Al día siguiente en clase estaba tan metida en su música y en sus pensamientos que Soledad no lo sintió llegar al salón. Cuando la última nota salió de las cuerdas de su guitarra con una nota triste, desolada, y melancólica, volteó hacia la puerta y lo vio, tenía la preocupación y la tristeza plasmada en su perfecto rostro. Se fue acercando a ella, se arrodilló, y quitó la guitarra de su regazo y de sus manos, la dejó a un lado con delicadeza, y luego volvió hacia ella y la abrazó como nunca lo había hecho; Soledad le correspondió el abrazo, aún con lagrimas brotando de sus ojos, la apretó fuerte contra él y ella recostó su rostro en su pecho.

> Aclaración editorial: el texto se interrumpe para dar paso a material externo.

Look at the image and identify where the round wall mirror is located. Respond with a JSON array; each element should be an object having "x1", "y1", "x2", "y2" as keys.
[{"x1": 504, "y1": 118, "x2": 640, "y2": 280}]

Soledad no supo cuanto tiempo pasaron así, juntos. El tiempo parecía haberse detenido para ella. En ese momento llegó a una conclusión, estaba y estaría siempre enamorada de ese hombre tan perfecto, no importaba cuanto tiempo pasara sus sentimientos por él no iban a cambiar y por ese amor que le profesaba tenía que dejarlo ser feliz, ella no era quien para impedirle su felicidad y si su felicidad no estaba a su lado lo comprendería. Y en ese momento decidió que si él es feliz ella también lo sería. Alzó su rostro, se limpió las lágrimas y lo miró. El la estaba mirando.
- Sé lo que estás pensando Sol y créeme que no es así – dijo Roberto rompiendo el silencio –, yo siempre... escúchame bien, siempre voy a estar para ti, pase lo que pase seremos amigos – concluyó al tiempo que tomaba las manos de Soledad entre las suyas y le daba un suave beso - ¿está bien?
- Esta bien Roberto… Todo bien – le dijo tratando de componer una sonrisa sincera, él nunca debería estar triste por mi causa, no lo merecía. Él iba a ser feliz y Soledad lo iba a amar toda la vida, así no estuviera a su lado, así él amara a otra persona de la forma en que nunca la iba a amar a ella.